Michael Jordan was not the kind of guy you wanted to piss out. Not only because he was the best player on earth, the face of the league and the heart and soul of the Chicago Bulls, but because he was also a man of his word.
If you wanted Michael to do something, you just had to tell him he wasn't capable of doing it. But if he promised you one thing, he was going to live and die by his word, even if that meant retiring from the game he loved so much.
That's exactly what happened when Jerry Krause announced that Phil Jackson wasn't going to continue as the Chicago Bulls' coach regardless of the outcome of the 1997-98 season, and openly admitted that Scottie Pippen was on the trade block.
Jordan was furious about the news and even addressed some campers back in 1997 to promise he would retire if they traded Scottie or fired Phil Jackson. Talking without the slightest hesitation.
"I'll retire if they trade Scottie Pippen. (...) Jerry Krause announced on national tv that this is Phil Jackson's last year as coach. (...) If that's true and it's Phil Jackson's last year, then it's my last year," Jordan told the campers.
Needless to say, Michael stood by his word and announced his second retirement when Krause didn't extend Phil Jackson's contract, even though they didn't trade Pippen midseason.
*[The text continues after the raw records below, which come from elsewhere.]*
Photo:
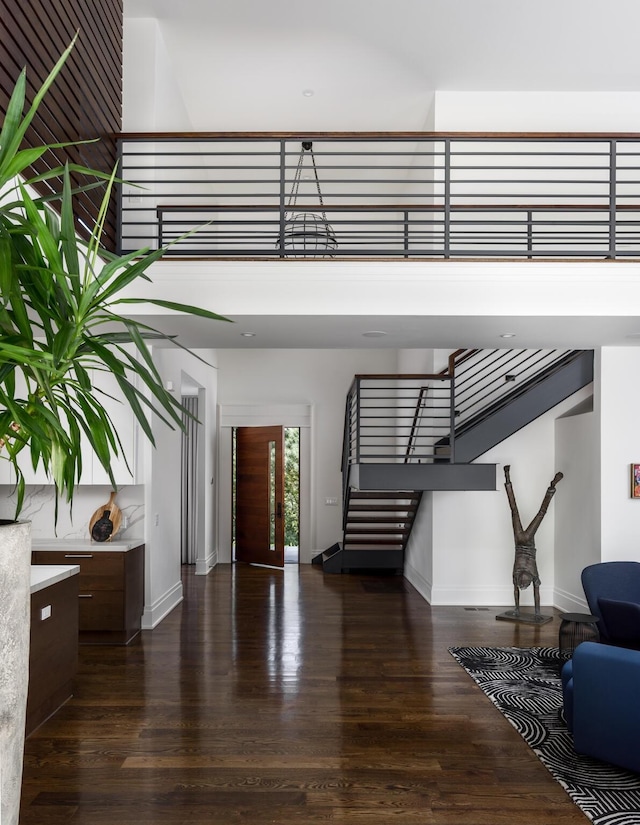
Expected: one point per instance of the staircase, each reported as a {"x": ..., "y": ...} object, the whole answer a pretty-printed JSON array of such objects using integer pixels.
[
  {"x": 377, "y": 525},
  {"x": 405, "y": 434}
]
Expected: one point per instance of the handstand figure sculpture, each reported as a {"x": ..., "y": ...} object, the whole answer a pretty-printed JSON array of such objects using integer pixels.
[{"x": 525, "y": 569}]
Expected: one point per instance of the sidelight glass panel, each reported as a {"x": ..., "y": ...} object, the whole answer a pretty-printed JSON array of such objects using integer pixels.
[{"x": 272, "y": 495}]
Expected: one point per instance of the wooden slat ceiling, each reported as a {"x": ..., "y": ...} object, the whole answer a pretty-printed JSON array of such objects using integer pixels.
[{"x": 86, "y": 99}]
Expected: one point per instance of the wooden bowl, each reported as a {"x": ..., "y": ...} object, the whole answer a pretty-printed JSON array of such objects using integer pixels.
[{"x": 115, "y": 515}]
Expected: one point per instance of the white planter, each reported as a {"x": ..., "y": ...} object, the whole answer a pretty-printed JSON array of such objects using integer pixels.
[{"x": 15, "y": 612}]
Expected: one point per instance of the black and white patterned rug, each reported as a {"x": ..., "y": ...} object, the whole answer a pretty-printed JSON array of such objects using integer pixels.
[{"x": 524, "y": 684}]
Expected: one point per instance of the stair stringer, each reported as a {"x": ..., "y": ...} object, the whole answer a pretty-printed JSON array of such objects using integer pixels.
[{"x": 523, "y": 407}]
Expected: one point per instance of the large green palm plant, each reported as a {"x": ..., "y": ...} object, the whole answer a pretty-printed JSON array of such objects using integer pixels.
[{"x": 60, "y": 321}]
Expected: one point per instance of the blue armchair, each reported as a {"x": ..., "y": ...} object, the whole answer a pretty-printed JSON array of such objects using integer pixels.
[
  {"x": 613, "y": 593},
  {"x": 600, "y": 686}
]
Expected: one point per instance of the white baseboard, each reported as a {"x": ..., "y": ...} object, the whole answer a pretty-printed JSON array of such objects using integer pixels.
[
  {"x": 155, "y": 613},
  {"x": 205, "y": 566},
  {"x": 488, "y": 596}
]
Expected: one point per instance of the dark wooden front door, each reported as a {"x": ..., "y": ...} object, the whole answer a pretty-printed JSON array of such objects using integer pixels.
[{"x": 260, "y": 495}]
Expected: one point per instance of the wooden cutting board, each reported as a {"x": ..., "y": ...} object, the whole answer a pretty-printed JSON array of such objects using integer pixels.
[{"x": 115, "y": 515}]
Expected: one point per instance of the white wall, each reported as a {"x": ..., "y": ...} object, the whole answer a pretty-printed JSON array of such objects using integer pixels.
[
  {"x": 472, "y": 543},
  {"x": 163, "y": 585},
  {"x": 577, "y": 506},
  {"x": 152, "y": 101},
  {"x": 537, "y": 111},
  {"x": 320, "y": 378},
  {"x": 617, "y": 403}
]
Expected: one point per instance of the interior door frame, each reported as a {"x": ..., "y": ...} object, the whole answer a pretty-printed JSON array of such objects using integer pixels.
[{"x": 261, "y": 415}]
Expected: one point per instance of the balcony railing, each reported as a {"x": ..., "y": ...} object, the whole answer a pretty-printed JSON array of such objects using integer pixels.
[{"x": 382, "y": 195}]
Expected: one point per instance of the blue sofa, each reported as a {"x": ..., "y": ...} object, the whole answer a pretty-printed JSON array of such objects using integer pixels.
[
  {"x": 601, "y": 692},
  {"x": 612, "y": 589}
]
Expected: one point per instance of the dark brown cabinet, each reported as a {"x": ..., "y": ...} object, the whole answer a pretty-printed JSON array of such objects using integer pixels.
[
  {"x": 53, "y": 654},
  {"x": 111, "y": 591}
]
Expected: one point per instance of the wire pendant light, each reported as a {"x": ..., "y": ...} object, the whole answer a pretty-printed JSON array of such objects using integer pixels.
[{"x": 307, "y": 234}]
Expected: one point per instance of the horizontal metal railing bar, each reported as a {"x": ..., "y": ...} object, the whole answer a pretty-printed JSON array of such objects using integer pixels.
[
  {"x": 396, "y": 195},
  {"x": 417, "y": 207},
  {"x": 380, "y": 136}
]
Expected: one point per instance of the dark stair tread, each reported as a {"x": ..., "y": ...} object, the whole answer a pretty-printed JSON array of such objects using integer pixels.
[
  {"x": 384, "y": 494},
  {"x": 386, "y": 508},
  {"x": 377, "y": 542},
  {"x": 376, "y": 531}
]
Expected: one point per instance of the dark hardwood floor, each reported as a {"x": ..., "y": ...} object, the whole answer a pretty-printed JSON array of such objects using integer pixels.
[{"x": 295, "y": 696}]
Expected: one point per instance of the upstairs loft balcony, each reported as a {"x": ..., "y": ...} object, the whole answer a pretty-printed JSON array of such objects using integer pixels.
[{"x": 426, "y": 195}]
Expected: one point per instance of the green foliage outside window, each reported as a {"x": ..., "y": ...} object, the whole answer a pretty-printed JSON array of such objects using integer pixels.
[{"x": 292, "y": 486}]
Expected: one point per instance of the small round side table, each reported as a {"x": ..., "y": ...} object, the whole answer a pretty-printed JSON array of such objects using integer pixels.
[{"x": 576, "y": 628}]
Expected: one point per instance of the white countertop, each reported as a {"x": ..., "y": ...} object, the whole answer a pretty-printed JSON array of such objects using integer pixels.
[
  {"x": 44, "y": 575},
  {"x": 85, "y": 545}
]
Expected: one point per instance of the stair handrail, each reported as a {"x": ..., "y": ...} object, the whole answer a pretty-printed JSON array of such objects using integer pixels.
[{"x": 415, "y": 424}]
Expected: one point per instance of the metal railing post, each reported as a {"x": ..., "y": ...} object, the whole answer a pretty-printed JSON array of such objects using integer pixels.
[
  {"x": 282, "y": 196},
  {"x": 406, "y": 234},
  {"x": 452, "y": 419},
  {"x": 612, "y": 198},
  {"x": 358, "y": 386},
  {"x": 119, "y": 200},
  {"x": 447, "y": 198}
]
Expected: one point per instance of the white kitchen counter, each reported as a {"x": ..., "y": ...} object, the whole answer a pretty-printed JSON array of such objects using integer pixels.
[
  {"x": 85, "y": 545},
  {"x": 44, "y": 575}
]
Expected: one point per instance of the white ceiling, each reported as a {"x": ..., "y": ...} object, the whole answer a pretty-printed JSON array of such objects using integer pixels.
[
  {"x": 375, "y": 65},
  {"x": 401, "y": 332}
]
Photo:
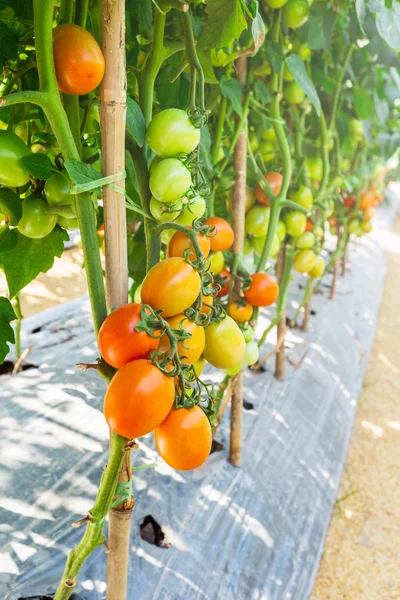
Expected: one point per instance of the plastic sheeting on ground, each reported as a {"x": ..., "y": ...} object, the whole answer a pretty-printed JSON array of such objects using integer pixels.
[{"x": 251, "y": 533}]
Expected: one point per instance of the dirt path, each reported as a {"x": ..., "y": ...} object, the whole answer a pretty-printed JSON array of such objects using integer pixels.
[{"x": 361, "y": 560}]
Perhaps Krause thought Jordan was bluffing, but the GOAT always delivered what he promised.
It's crazy to think that Jordan retired for three seasons and then came back to average 22.9 and 20.0 at age 38 and 39. Perhaps, if Krause would've kept Jackson, the Bulls could've competed at the highest level for another five seasons.
Gladly for us, Jackson's departure paved the way for him to make it to the Los Angeles Lakers and give us another dynasty, but it's sad to think the Bulls could've had another Championship run in them.